Bei der Stabilisierung wird die natürliche Versteifung nachgeahmt. Denn auch der Körper selbst baut eine geschädigte Bandscheibe ab und ersetzt sie durch eine Art Knochenbrücke, wie Stefan Kirschbaum erklärt. Ganz ähnlich, aber schneller gehe es mit der Versteifungs-OP.

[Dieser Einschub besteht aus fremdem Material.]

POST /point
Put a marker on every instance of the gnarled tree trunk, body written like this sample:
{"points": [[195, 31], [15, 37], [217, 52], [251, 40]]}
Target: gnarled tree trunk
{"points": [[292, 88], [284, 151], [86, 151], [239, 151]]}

Hier wird die Bandscheibe zwischen den Wirbelkörpern zunächst vom Neurochirurgen entfernt und eine Art Platzhalter eingesetzt. Dieser wird dann vom Orthopäden mit Schrauben und Stäben fixiert, um die Stabilität der Wirbelsäule wieder herzustellen. Anschließend produziert der Körper Knochen, und die Wirbelkörper wachsen zusammen.

„Mit der Kooperation von Neurochirurg und Orthopäde können wir in Rotenburg an die Erfolge der großen Wirbelsäulenzentren anknüpfen und bislang nicht mögliche Verfahren verfeinert und minimalinvasiv anbieten“, erklären die beiden Mediziner.

Gemeinsam bereiten sie die Fälle vor, stellen die Diagnose und kümmern sich um die Nachbehandlung, wobei die Schmerzbehandlung mit der Anästhesie am KKH abgestimmt wird.

Die Patienten seien nach der OP meistens beschwerdefrei, sagt Kirschbaum. Doch es brauche etwa ein halbes Jahr, bis die Bandscheibe verknöchert sei. Da es sich um einen sensiblen Bereich ganz in der Nähe des „Starkstromkabels“ handele, arbeite man zu zweit. Risiken seien zudem Blutergüsse und Infektionen. Die Bewegungseinschränkung im Anschluss ist laut Kuhr minimal.

Die OP dauert etwa zwei Stunden. Die meisten Patienten sind zwischen 50 und 70 Jahren alt, doch auch jüngere sind betroffen. Die jüngste Patientin bisher war 35 Jahre alt.

Dr. Stefan Kirschbaum (50) hat in Tübingen bei dem renommierten Wirbelsäulenchirurgen Prof. Johannes Giehl seine Facharztausbildung absolviert. Zusammen mit Dr. Markus Schramm operiert er jährlich über 1000 Patienten an allen Gelenken. Der Neurochirurg Dr. Michael Kuhr (50) war von 1995 bis 2002 im Klinikum Fulda und bis 2004 in der Praxis von Dr. Samir Al-Hami tätig. Kuhr operiert pro Jahr 500 Patienten, vorwiegend an den Bandscheiben.